Sulfur Services uses a proprietary process to remove the sulfur bi-product from the sour gas of the refinery process using caustic soda (NaOH, an Alkali product) to produce sodium hydro sulfide (NaHS). GEL performs this service for Phillips 66, CITGO, HollyFrontier, Calumet and Ergon. GEL provides the NaOH and the process and in return gets the NaHS as its remuneration. NaHS is widely used in manufacturing, and GEL believes that it is the largest producer and marketer of NaHs in the Americas. The business is expected to do about $70 mil of EBITDA.
When the company announced its dividend reduction in October, they set forth a financial plan for the next 5 years.
1) Cash coverage of 1.4x to 1.6x of its dividend
2) Target leverage of:
<5x and approaching 4.75x by the end of 2018
<4.5x and approaching 4.25x by the end of 2019
<4x and approaching 3.75x by the end of 2020
With debt of $3.67bil and EBITDA of $714, GEL is now leveraged 5.14 times. If EBITDA increases by 3% a year, it will average about $735 mil over the next 3 years and be at $757 mil at year end 2020. To be at less than 4x, the company will need to reduce its debt by $670mil or $223 a year. With maintenance costs of about $45 mil, interest expense of $190 mil, the preferred stock PIK'ed, and shareholder dividends of $250 mil, the company should be able to pay down $200 of debt in 2018. The preferred stock PIK option expires after 18 months, so the issue will be cash pay in 2019. This will make $200 mil of debt reductions a tougher target but not an impossible one. At the very least, the balance sheet will be showing improvement.
In addition to the above two items in the comany's 5 year plan, the company committed to 20 consecutive quarterly $0.01 dividend increases. If this comes to pass, the current $2.01 dividend rate (2018 1st qtr dividend was $0.51) will go to $2.80 at year-end 2022. I think that this is gimmicky, but if it builds investor confidence, it will have served its purpose.
The company appears to be well managed. Grant E. Sims has been CEO since 2006 and is experienced in the pipeline and MLP businesses. In 2007 James E. Davison of Ruston, LA sold a number of energy-related properties to GEL in return for 13.5 mil shares and $280 mil of cash. He later participated in the purchase of GEL's general partner which was eliminated in 2010. As a result, there is no IDR. He continues to sit on the BOD as does his son, and the Davison family continues to own 10.1% of the GEL shares. In addition, the Davison family owns 76.9% of the company's "B" shares which elect the BOD. There are 39,997 "B shares outstanding.

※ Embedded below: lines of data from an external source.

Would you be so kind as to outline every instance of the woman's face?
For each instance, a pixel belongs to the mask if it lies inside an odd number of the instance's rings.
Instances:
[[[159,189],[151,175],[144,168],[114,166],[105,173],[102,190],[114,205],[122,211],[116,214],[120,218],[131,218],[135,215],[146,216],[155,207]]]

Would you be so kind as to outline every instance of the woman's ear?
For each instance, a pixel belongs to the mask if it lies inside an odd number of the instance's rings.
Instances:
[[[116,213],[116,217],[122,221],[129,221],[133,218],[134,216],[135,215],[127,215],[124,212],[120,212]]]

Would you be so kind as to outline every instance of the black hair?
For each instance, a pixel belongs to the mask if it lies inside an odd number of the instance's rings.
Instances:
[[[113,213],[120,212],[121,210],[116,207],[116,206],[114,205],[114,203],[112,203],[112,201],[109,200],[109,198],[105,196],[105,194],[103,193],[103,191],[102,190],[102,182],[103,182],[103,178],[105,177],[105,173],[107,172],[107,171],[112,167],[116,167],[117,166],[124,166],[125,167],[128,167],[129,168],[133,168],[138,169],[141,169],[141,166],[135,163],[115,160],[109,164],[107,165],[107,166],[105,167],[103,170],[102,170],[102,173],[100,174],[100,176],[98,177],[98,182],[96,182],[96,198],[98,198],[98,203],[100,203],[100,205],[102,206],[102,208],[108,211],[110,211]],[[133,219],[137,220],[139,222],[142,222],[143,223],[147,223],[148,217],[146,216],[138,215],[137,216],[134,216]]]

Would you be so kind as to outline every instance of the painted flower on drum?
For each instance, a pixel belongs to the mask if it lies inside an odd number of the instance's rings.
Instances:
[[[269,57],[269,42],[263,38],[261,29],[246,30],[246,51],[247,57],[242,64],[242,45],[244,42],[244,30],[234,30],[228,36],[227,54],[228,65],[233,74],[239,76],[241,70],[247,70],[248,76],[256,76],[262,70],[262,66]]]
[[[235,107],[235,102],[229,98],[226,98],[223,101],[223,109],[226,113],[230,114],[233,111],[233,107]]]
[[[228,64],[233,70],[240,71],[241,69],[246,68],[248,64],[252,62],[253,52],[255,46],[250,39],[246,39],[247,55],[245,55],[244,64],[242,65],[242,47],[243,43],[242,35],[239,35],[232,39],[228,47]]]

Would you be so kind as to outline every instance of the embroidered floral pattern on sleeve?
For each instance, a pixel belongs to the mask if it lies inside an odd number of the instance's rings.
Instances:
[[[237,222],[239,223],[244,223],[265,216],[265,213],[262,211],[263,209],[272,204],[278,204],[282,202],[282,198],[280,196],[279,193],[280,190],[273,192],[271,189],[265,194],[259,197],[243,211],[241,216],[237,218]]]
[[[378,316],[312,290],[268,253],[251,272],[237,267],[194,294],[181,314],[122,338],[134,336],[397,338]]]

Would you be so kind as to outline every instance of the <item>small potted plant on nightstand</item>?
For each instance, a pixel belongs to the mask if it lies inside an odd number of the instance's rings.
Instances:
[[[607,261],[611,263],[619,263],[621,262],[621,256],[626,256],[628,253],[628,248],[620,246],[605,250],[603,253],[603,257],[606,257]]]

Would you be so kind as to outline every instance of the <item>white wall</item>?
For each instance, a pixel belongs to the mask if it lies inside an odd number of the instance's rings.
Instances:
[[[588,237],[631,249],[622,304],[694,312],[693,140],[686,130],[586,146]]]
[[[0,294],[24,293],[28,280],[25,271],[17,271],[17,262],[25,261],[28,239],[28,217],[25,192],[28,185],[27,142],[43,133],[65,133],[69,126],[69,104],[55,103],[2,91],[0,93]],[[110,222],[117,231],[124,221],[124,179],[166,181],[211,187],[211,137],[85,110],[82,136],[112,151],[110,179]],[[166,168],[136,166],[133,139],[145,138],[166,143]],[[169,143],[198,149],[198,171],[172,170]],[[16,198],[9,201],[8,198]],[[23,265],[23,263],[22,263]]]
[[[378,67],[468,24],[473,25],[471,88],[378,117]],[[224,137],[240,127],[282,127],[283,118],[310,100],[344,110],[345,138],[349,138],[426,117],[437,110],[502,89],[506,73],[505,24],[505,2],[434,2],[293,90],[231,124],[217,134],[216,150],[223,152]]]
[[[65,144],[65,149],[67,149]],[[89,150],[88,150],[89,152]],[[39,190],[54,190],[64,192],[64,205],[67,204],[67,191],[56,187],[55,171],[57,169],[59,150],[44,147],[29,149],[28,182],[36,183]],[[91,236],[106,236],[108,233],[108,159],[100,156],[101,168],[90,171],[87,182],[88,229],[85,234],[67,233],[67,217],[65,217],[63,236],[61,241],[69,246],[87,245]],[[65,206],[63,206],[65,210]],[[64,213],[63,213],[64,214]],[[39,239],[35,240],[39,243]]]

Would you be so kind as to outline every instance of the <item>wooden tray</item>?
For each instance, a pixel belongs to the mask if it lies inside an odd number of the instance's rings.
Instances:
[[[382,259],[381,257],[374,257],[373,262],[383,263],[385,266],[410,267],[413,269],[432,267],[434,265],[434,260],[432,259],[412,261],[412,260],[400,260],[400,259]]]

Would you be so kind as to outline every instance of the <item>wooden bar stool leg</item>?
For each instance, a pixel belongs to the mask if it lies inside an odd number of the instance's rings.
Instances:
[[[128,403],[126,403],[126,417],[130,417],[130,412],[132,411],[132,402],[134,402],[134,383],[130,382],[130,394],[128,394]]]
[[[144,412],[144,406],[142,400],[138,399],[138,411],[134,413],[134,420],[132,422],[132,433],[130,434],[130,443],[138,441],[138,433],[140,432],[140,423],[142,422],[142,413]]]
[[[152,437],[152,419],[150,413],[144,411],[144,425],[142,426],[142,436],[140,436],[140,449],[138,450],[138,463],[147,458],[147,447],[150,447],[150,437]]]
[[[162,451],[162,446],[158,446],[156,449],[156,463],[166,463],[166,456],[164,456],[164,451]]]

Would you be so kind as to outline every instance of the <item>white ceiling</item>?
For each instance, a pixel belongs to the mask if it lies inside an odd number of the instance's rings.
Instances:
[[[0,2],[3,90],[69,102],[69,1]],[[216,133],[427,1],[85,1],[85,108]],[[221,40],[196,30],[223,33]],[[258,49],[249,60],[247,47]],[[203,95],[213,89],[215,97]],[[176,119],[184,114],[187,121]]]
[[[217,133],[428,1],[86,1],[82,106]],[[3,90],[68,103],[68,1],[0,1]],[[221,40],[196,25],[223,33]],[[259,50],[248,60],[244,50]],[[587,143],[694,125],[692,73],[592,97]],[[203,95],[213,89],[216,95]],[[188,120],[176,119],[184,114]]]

GEL appears to be a collection of solid businesses which produce solid cash flows. I get a 10% yield that will be increasing while I wait.
The risks are that the businesses are hit by a general downturn in the oil and gas markets.
I do not hold a position with the issuer such as employment, directorship, or consultancy.
I and/or others I advise hold a material investment in the issuer's securities.
1) The market for MLP shares improves, as it could hardly be worse.
2) The quarterly $0.01 increase in the dividend rate catches people's attention - brokers like a positive story.
3) The company continues to execute, and the quality of its assets become more appreciated.